Findig Low-Rank Structure in Messy Data
In order to draw inferences from large, high-dimensional datasets, we often seek simple structure that model the phenomena represented in those data. Low-rank linear structure is one of the most flexible and efficient such models, allowing efficient prediction, inference, and anomaly detection. In this talk we will cover at a high level some results in optimization and high-dimensional probability from the last several years that show how to identify low-rank structure in high-dimensional data despite missing and corrupted data. Additionally, we will discuss two new directions for finding low-rank structure in messy real-world data. In the first, we observe every entry of the matrix through a single unknown monotonic transformation. This is common in calibration and quantization problems. We show that matrix completion is still possible in this context and demonstrate a simple algorithm with guarantees. In the second, our vector observations are heteroscedastic, ie, corrupted by one of several noise variances. This is common in problems like sensor networks or medical imaging, where different measurements of the same phenomenon are taken with different quality sensing (eg high or low radiation). We prove recovery results for principal component analysis (PCA) in this context. We show that recovery for a fixed average noise variance is maximized when the noise variances are equal, implying that while average noise variance is often a convenient measure of the overall quality of the data, it gives an overly optimistic estimate of PCA performance.

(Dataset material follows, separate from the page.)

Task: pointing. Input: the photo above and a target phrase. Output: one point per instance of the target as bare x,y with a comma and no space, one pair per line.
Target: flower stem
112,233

Professor Balzano's research projects are in statistical signal processing, matrix factorization, and optimization, particularly dealing with large and messy data. She has worked in the areas of online algorithms, non-convex formulations for matrix factorization, compressed sensing and matrix completion, network inference, and sensor networks. Her interests are theoretical, however, her favorite mathematical problems are motivated by fascinating and important engineering problems.